Tensile loading was applied along the [111] direction for 3C-SiC and the [0001] direction for 4H-SiC until interfacial fracture occurred. The stress–strain curves of the 3C- and 4H-SiC/Al interfaces in the C-top configuration exhibited ultimate tensile strengths of 6.603 GPa and 6.851 GPa, respectively, while their corresponding failure strains were 10% and 12%. These results indicate that the 4H-SiC/Al interface possesses superior overall mechanical properties. Analysis of the evolution of atomic relative positions and valence electron density with strain showed that fracture in all SiC/Al interfaces occurred within the Al matrix. Specifically, fracture in the 4H-SiC/Al interface occurred between the first and second Al atomic layers (Al1–Al2), in contrast to the 3C-SiC/Al interfaces, which fractured between the second and third Al layers (Al2–Al3). This distinction reflects the influence of different interfacial configurations on the bonding strength between aluminum atomic layers. The interfaces considered in this study are ideal, without defects or impurities.
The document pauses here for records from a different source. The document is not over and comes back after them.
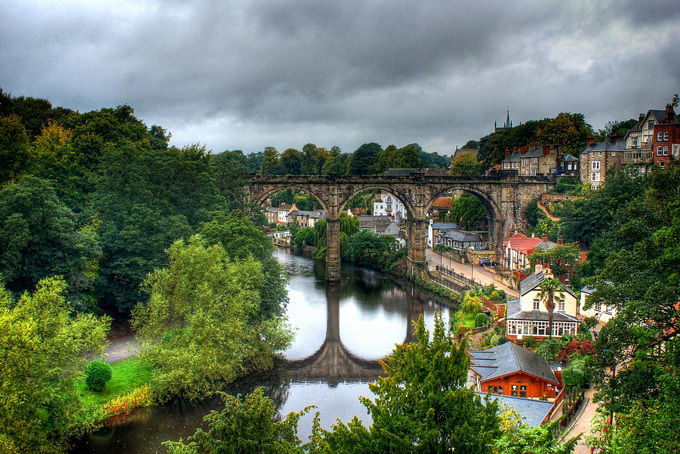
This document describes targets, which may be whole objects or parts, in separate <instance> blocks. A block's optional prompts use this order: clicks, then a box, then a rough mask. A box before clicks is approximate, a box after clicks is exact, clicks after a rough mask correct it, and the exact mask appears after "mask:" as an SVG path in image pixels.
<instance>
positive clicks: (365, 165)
mask: <svg viewBox="0 0 680 454" xmlns="http://www.w3.org/2000/svg"><path fill="white" fill-rule="evenodd" d="M381 151H382V148H381V147H380V145H378V144H377V143H373V142H371V143H365V144H363V145H362V146H360V147H359V148H357V149H356V151H355V152H354V153H353V154H352V157H351V158H350V160H349V167H348V169H347V173H348V175H370V174H372V173H373V165H374V163H375V161H376V159H377V157H378V153H380V152H381Z"/></svg>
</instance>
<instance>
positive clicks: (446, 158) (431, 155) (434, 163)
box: [418, 150, 451, 169]
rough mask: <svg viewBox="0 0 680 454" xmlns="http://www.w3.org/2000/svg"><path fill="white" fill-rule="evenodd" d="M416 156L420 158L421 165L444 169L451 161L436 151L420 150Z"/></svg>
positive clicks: (446, 167)
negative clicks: (429, 151)
mask: <svg viewBox="0 0 680 454" xmlns="http://www.w3.org/2000/svg"><path fill="white" fill-rule="evenodd" d="M418 157H419V158H420V165H421V167H428V168H438V169H445V168H447V167H448V166H449V164H450V163H451V158H449V157H448V156H442V155H440V154H439V153H437V152H433V153H427V152H426V151H422V150H421V151H420V153H418Z"/></svg>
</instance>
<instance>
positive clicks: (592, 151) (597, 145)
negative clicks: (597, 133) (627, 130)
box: [581, 140, 626, 154]
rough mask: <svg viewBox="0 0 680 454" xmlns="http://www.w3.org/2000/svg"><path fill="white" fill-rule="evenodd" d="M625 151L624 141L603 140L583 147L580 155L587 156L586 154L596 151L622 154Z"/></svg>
mask: <svg viewBox="0 0 680 454" xmlns="http://www.w3.org/2000/svg"><path fill="white" fill-rule="evenodd" d="M625 150H626V141H625V140H615V141H610V140H605V141H603V142H597V143H594V144H592V145H588V146H587V147H585V148H584V149H583V150H582V151H581V154H588V153H593V152H597V151H602V152H619V151H621V152H623V151H625Z"/></svg>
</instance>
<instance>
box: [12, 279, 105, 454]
mask: <svg viewBox="0 0 680 454" xmlns="http://www.w3.org/2000/svg"><path fill="white" fill-rule="evenodd" d="M65 289H66V282H65V281H64V280H63V279H59V278H46V279H43V280H41V281H40V282H39V283H38V285H37V287H36V289H35V291H33V292H32V293H29V292H25V293H23V294H22V295H21V297H20V298H19V299H18V300H14V298H13V297H12V296H11V294H10V293H9V292H8V291H6V290H5V289H4V288H2V287H0V327H1V328H0V382H1V383H2V397H1V398H0V452H3V453H14V452H34V453H63V452H65V451H66V448H67V446H68V440H69V437H71V436H73V435H78V431H79V429H78V427H79V426H78V424H79V423H81V422H82V421H83V420H86V419H87V418H86V417H87V415H86V413H85V410H84V409H83V406H82V403H81V402H80V399H79V397H78V392H77V391H76V387H75V385H76V380H77V379H78V378H79V377H81V376H82V371H83V369H84V367H85V363H86V360H85V356H86V354H87V353H90V352H95V353H98V352H101V351H102V348H103V347H104V342H105V341H106V331H107V330H108V322H107V321H106V320H104V319H96V318H95V317H94V316H92V315H84V314H80V315H77V316H75V317H71V312H72V311H71V307H70V306H69V304H68V303H67V302H66V299H65V298H64V292H65ZM81 429H82V427H81Z"/></svg>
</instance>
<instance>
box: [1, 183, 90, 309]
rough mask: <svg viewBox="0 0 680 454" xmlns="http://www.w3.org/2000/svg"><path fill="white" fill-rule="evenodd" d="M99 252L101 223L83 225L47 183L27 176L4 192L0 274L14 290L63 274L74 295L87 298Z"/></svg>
mask: <svg viewBox="0 0 680 454" xmlns="http://www.w3.org/2000/svg"><path fill="white" fill-rule="evenodd" d="M100 254H101V250H100V248H99V244H98V241H97V234H96V225H88V226H85V227H82V228H78V227H77V226H76V222H75V216H74V214H73V213H72V212H71V210H69V209H68V208H67V207H66V206H64V204H63V203H61V201H59V199H58V198H57V196H56V194H55V191H54V189H53V187H52V186H51V185H50V184H49V183H48V182H46V181H44V180H41V179H39V178H35V177H24V178H22V179H21V180H19V181H18V182H17V183H15V184H12V185H9V186H8V187H6V188H5V189H3V190H2V191H0V274H2V276H3V279H4V281H5V283H6V285H7V288H8V289H9V290H11V291H14V292H17V293H21V292H24V291H26V290H30V289H32V288H34V287H35V285H36V284H37V283H38V281H39V280H40V279H43V278H45V277H49V276H54V275H61V276H63V277H64V278H65V279H66V281H67V282H68V284H69V285H70V288H69V300H70V301H72V302H74V303H78V304H80V303H84V302H85V300H86V299H89V298H88V297H87V295H88V294H89V292H91V290H92V286H93V282H94V280H95V278H96V277H97V270H98V259H99V257H100ZM79 309H83V307H79Z"/></svg>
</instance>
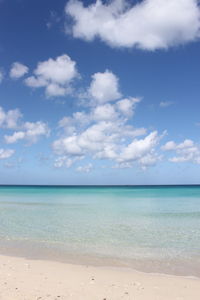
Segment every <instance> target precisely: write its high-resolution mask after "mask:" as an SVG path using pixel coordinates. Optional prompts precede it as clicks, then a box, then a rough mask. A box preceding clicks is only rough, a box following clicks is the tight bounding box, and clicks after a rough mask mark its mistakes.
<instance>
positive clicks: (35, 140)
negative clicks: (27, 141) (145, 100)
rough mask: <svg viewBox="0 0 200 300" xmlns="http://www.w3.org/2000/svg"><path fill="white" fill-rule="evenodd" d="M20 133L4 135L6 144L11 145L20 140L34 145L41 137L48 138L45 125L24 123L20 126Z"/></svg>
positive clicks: (39, 121) (43, 122)
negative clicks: (13, 143) (21, 129)
mask: <svg viewBox="0 0 200 300" xmlns="http://www.w3.org/2000/svg"><path fill="white" fill-rule="evenodd" d="M21 129H22V130H20V131H16V132H14V133H13V134H12V135H5V136H4V139H5V142H6V143H7V144H13V143H16V142H18V141H20V140H24V139H25V140H27V141H28V143H29V144H33V143H36V142H37V141H38V139H39V138H40V137H42V136H46V137H47V136H49V133H50V130H49V127H48V125H47V124H46V123H44V122H41V121H38V122H35V123H34V122H25V123H23V124H22V125H21Z"/></svg>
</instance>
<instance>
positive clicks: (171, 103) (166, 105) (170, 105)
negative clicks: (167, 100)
mask: <svg viewBox="0 0 200 300" xmlns="http://www.w3.org/2000/svg"><path fill="white" fill-rule="evenodd" d="M173 104H174V102H172V101H161V102H160V107H162V108H165V107H168V106H171V105H173Z"/></svg>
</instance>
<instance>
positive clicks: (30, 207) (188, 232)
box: [0, 186, 200, 262]
mask: <svg viewBox="0 0 200 300" xmlns="http://www.w3.org/2000/svg"><path fill="white" fill-rule="evenodd" d="M0 240H1V241H18V242H19V241H21V242H23V241H26V242H31V243H34V242H35V243H37V245H38V244H42V245H46V246H47V247H52V249H59V248H60V249H61V248H62V250H63V249H64V251H66V253H73V254H77V255H88V256H89V255H93V256H98V257H112V258H115V259H116V260H117V259H119V260H123V259H129V260H131V259H132V260H137V259H139V260H140V259H141V260H142V259H144V260H148V259H149V260H163V261H173V260H177V259H180V260H184V261H186V262H187V261H190V262H191V261H195V260H197V259H199V256H200V186H176V187H169V186H167V187H65V188H64V187H10V186H8V187H6V186H2V187H0ZM198 261H199V260H198Z"/></svg>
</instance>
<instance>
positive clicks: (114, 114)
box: [91, 103, 118, 121]
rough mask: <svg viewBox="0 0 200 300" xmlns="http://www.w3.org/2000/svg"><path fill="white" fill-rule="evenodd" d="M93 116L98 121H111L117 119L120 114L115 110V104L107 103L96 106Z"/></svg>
mask: <svg viewBox="0 0 200 300" xmlns="http://www.w3.org/2000/svg"><path fill="white" fill-rule="evenodd" d="M91 117H92V118H93V119H94V120H96V121H109V120H114V119H116V118H117V117H118V114H117V112H116V111H115V108H114V106H113V105H111V104H108V103H107V104H104V105H100V106H97V107H95V109H94V111H93V112H92V116H91Z"/></svg>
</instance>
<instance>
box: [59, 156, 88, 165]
mask: <svg viewBox="0 0 200 300" xmlns="http://www.w3.org/2000/svg"><path fill="white" fill-rule="evenodd" d="M83 158H84V157H71V158H69V157H68V156H66V155H63V156H59V157H57V158H56V159H55V161H54V167H55V168H62V167H65V168H70V167H71V166H72V165H73V163H75V162H76V161H77V160H81V159H83Z"/></svg>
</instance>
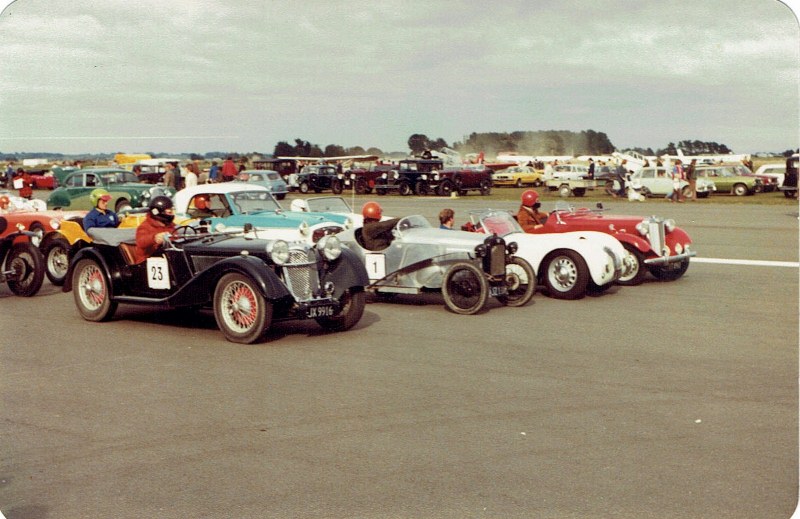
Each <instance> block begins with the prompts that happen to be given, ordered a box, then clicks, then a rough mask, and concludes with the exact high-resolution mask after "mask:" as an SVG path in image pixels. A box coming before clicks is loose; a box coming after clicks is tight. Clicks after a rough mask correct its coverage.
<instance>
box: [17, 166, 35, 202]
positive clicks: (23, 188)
mask: <svg viewBox="0 0 800 519" xmlns="http://www.w3.org/2000/svg"><path fill="white" fill-rule="evenodd" d="M14 189H17V190H19V196H20V198H25V199H26V200H30V199H32V198H33V179H32V178H31V176H30V175H29V174H28V172H27V171H25V170H24V169H22V168H17V173H16V175H14Z"/></svg>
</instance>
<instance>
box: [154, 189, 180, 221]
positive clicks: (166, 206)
mask: <svg viewBox="0 0 800 519" xmlns="http://www.w3.org/2000/svg"><path fill="white" fill-rule="evenodd" d="M147 208H148V209H149V210H150V215H151V216H152V217H153V218H155V219H156V220H158V221H159V222H162V223H172V220H173V219H174V218H175V215H174V214H167V213H166V211H167V210H169V209H172V199H171V198H170V197H168V196H164V195H159V196H154V197H153V199H152V200H150V205H148V206H147Z"/></svg>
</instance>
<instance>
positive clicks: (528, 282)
mask: <svg viewBox="0 0 800 519" xmlns="http://www.w3.org/2000/svg"><path fill="white" fill-rule="evenodd" d="M505 283H506V288H507V290H508V292H507V293H506V295H504V296H497V300H498V301H500V302H501V303H503V304H504V305H506V306H525V305H526V304H528V302H529V301H530V300H531V298H533V294H534V293H535V292H536V274H534V272H533V268H532V267H531V265H530V263H528V262H527V261H525V260H524V259H522V258H519V257H514V258H512V259H511V263H508V264H507V265H506V279H505Z"/></svg>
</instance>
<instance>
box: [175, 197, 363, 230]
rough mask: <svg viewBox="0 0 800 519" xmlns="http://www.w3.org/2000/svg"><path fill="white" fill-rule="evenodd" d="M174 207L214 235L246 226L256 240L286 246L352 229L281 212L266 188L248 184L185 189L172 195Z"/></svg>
mask: <svg viewBox="0 0 800 519" xmlns="http://www.w3.org/2000/svg"><path fill="white" fill-rule="evenodd" d="M174 203H175V213H176V215H179V216H180V217H182V219H183V220H184V221H185V220H186V219H187V218H189V219H194V220H203V221H205V222H206V223H208V224H209V225H210V227H211V229H212V230H215V231H220V230H236V229H243V228H244V227H245V225H246V224H250V225H251V226H252V227H253V228H254V229H255V231H256V236H257V237H258V238H266V239H281V240H285V241H288V242H296V241H303V242H306V243H311V244H314V243H316V242H317V241H319V239H320V238H322V237H323V236H327V235H329V234H336V233H339V232H341V231H343V230H345V229H348V228H351V227H352V226H353V224H352V222H351V221H350V219H349V218H347V217H345V216H343V215H337V214H332V213H314V212H310V213H300V212H293V211H285V210H284V209H283V208H282V207H281V205H280V204H279V203H278V201H277V200H275V198H274V197H273V196H272V194H271V193H270V192H269V190H268V189H267V188H266V187H264V186H259V185H255V184H251V183H249V182H223V183H221V184H202V185H197V186H192V187H188V188H186V189H182V190H181V191H178V192H177V193H176V194H175V197H174ZM178 220H180V219H178Z"/></svg>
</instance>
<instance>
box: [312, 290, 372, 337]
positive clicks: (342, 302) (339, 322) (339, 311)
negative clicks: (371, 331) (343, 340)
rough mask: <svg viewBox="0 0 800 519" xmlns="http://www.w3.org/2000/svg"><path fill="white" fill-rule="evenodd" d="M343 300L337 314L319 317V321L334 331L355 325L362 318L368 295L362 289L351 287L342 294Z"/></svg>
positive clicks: (327, 328) (320, 324) (318, 319)
mask: <svg viewBox="0 0 800 519" xmlns="http://www.w3.org/2000/svg"><path fill="white" fill-rule="evenodd" d="M341 302H342V308H341V310H339V313H338V314H337V315H335V316H333V317H320V318H318V319H317V323H319V325H320V326H322V327H323V328H325V329H326V330H330V331H332V332H343V331H345V330H349V329H350V328H352V327H353V326H355V325H356V323H357V322H358V321H360V320H361V316H362V315H364V304H365V303H366V295H364V292H363V291H361V290H356V289H354V288H351V289H349V290H348V291H347V292H345V294H344V295H343V296H342V301H341Z"/></svg>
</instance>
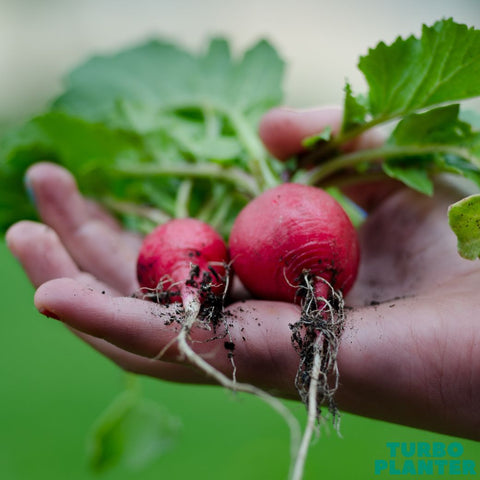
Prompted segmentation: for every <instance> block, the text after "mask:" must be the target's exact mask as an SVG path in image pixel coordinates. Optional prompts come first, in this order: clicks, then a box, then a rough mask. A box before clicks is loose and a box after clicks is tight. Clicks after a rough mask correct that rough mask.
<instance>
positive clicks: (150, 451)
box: [88, 391, 179, 472]
mask: <svg viewBox="0 0 480 480" xmlns="http://www.w3.org/2000/svg"><path fill="white" fill-rule="evenodd" d="M178 430H179V422H178V420H177V419H175V418H173V417H172V416H171V415H170V414H168V413H166V412H165V411H164V410H163V409H162V408H161V407H160V406H159V405H157V404H155V403H154V402H152V401H150V400H147V399H144V398H140V397H139V396H138V395H137V394H136V393H134V392H131V391H125V392H123V393H122V394H121V395H119V396H118V397H117V398H116V399H115V400H114V402H113V403H112V404H111V405H110V406H109V407H108V408H107V410H106V411H105V412H104V413H103V414H102V415H101V417H100V418H99V419H98V420H97V422H96V423H95V425H94V427H93V429H92V432H91V434H90V437H89V439H88V461H89V465H90V467H91V468H92V470H94V471H97V472H101V471H105V470H108V469H110V468H113V467H115V466H118V465H123V466H124V467H126V468H128V469H129V470H134V471H138V470H141V469H143V468H145V467H146V466H147V465H149V464H150V463H152V462H154V461H156V460H157V459H158V458H160V457H161V456H163V455H164V454H165V453H167V452H168V451H169V450H170V449H171V448H173V446H174V444H175V441H176V438H177V435H178Z"/></svg>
In contrast, real composite interfaces contain such features, which influence their mechanical behavior.

In summary, through a systematic evaluation of the atomic structure, tensile deformation behavior, and failure mechanisms of the 3C- and 4H-SiC/Al interfaces, this study provides a theoretical foundation and structural design guidelines for enhancing the mechanical properties of aluminum matrix composites via interface engineering. A valuable future direction would be to include temperature effects through ab initio molecular dynamics for a more accurate modeling of service conditions.